Le sentiment des investisseurs vis-à-vis de la trajectoire budgétaire du Brésil reste prudent en attendant les élections présidentielles d'octobre, les analystes se demandant si Luiz Inácio Lula da Silva ou Flávio Bolsonaro peuvent apporter la consolidation budgétaire nécessaire.
Le déficit budgétaire nominal s'est accru à 9,99% du PIB au cours des 12 mois jusqu'en juin, tandis que la dette publique brute est montée à 81,9% du PIB, une augmentation de 3,3 points de pourcentage au cours du premier semestre 2026. Le chef économiste pour le Brésil chez Barclays, Roberto Secemski, estime que stabiliser la dette d'ici 2031 nécessiterait un effort budgétaire d'au moins 2,5 points de pourcentage du PIB - soit environ 350 milliards de réais -, appelant un tel ajustement « extrêmement probable » sous aucun des deux candidats.
La composition du budget du Brésil pour 2026 offre une flexibilité limitée, avec 92 % des dépenses primaires classés comme obligatoires et de dépenses discrétionnaires correspondant à seulement 2 % du PIB. TS Lombard prévoit que la dette atteindra son apogée à 94,7 % du PIB en 2034 dans le cadre d'un scénario de réforme, alors qu'une administration dirigée par Flávio Bolsonaro pourrait voir la dette atteindre son apogée à 90 % du PIB d'ici 2032.

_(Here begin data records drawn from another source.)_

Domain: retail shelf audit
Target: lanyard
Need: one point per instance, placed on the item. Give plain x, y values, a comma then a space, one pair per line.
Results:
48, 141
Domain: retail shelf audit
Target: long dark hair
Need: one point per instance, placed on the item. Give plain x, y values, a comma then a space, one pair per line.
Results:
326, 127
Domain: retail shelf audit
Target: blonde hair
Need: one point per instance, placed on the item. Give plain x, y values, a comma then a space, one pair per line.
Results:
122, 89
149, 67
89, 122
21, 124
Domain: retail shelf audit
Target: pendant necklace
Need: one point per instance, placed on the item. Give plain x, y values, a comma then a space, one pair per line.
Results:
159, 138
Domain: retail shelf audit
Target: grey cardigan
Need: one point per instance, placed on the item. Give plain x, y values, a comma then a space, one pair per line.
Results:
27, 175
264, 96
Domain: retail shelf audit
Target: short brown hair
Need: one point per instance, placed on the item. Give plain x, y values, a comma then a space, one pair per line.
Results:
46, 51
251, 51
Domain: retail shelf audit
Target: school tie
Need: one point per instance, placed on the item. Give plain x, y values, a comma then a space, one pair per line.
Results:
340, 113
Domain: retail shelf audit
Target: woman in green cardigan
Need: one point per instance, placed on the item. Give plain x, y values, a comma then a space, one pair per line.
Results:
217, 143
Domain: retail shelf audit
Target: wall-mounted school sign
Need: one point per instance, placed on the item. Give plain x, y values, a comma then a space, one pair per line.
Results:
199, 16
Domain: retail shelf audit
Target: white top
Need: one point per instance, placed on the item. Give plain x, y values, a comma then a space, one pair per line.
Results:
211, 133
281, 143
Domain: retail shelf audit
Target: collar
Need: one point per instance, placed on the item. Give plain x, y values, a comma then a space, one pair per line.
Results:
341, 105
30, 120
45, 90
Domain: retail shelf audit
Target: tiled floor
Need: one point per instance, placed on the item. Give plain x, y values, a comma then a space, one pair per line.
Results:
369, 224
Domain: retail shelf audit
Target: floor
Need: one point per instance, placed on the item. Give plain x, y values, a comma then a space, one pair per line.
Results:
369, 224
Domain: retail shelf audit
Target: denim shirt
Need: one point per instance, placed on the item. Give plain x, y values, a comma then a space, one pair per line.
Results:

Les réactions du marché ont été mitigées. Le real brésilien s’est renforcé de 5,8 % par rapport au dollar cette année et il est près de 20 % plus fort depuis décembre 2024, soutenu par un taux de basse de la Selic de 14 % ainsi qu’une inflation annuelle de 4,44 %. Toutefois, entre mars et juin, les investisseurs étrangers ont retiré 4,2 milliards de dollars des actions brésiliennes et des portefeuilles de titres à revenu fixe, après avoir injecté 18,8 milliards de dollars en janvier et en février, selon les données de l’Institut des finances internationales.
Les analystes soulignent les défis structurels. Marcelo Kalim, PDG de la banque numérique C6, a noté que si Flávio Bolsonaro pourrait être davantage disposé à adapter la politique budgétaire, les mesures concrètes ne deviendraient claires que sur son accession au pouvoir. Pramol Dhawan de PIMCO a ajouté que la question essentielle est de savoir si les ajustements sont opérés de manière proactive ou imposés par les forces du marché.
Les répondants à l'enquête de Focus Economics s'attendent à ce que le taux de la Selic atteigne 13,75 % à la fin de l'année 2026 et chute à 12 % en 2027, reflétant les craintes persistantes en matière de discipline budgétaire et de dynamique de l'inflation.